What parents need to know
Parents Need to Know
Parents need to know that True Detective is an anthology series that structures each new season around a different murder case and the detectives investigating the crime. It plays as decidedly adult pay-cable fare, with dead bodies and bloody injuries, unbleeped swearing ranging from "f--k" to "t-ts," and visible nudity in the form of breasts and buttocks, along with simulated sex. There's social drinking and drug use, too, from prescription pills to crystal meth.
What's the story?
Designed to run as an anthology of individual miniseries, TRUE DETECTIVE devotes each new season to a different case that's being investigated by a different crop of crime solvers. Polar-opposite partners Rust Cohle (Matthew McConaughey) and Martin Hart (Woody Harrelson) star in the series' first season in Louisiana with a search for the twisted mind behind a series of chilling murders, all while they grapple with their own personal demons. The second season shifts to California, where a trio of brooding cops -- Ani Bezzerides (Rachel McAdams), Ray Velcoro (Colin Farrell), and Paul Woodrugh (Taylor Kitsch) -- come together to solve a disturbing crime.
Is it any good?
Named in homage to a popular true-crime rag that debuted in the 1920s, True Detective isn't necessarily a period piece, although it does play with chronological structure via a series of flashbacks that bounce viewers back and forth between decades. It's definitely not a traditional crime drama either, thanks to creative choices that set it apart from competing crime shows and, in the end, make for smart, cerebral TV that's as challenging as it is chilling.
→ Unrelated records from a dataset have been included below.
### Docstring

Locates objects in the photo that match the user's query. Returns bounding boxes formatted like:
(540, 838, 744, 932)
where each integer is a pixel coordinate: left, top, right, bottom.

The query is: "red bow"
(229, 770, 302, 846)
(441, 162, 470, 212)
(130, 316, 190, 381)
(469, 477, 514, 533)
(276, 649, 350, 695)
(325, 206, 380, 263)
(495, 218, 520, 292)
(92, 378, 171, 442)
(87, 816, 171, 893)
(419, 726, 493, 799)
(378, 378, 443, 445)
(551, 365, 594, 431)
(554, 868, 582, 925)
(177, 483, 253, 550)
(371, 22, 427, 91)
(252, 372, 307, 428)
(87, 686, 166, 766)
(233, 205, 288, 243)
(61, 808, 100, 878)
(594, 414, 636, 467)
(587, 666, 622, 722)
One of those choices is the decision to center each season on a separate murder case, involving different characters and casts from year to year, similar in structure to American Horror Story. That makes it hard to predict what kids will see on-screen -- and whether a new season will be as good as its predecessors. But judging from the show's first two seasons, it's a sure bet that adults are the intended audience.
Families can talk about...
Families can talk about the messages True Detective sends about good and evil, crime and punishment, and human nature, particularly in terms of criminals and the law-enforcement agents who bring them to justice. How do the main characters measure up as role models?
How does True Detective compare to the slew of crime dramas currently on television. From storytelling to cinematography, what things does this series do differently -- and do they work?
How does True Detective play with traditional structure? What are the pros and cons of its anthology approach that devotes each new season to a different case and a different set of characters?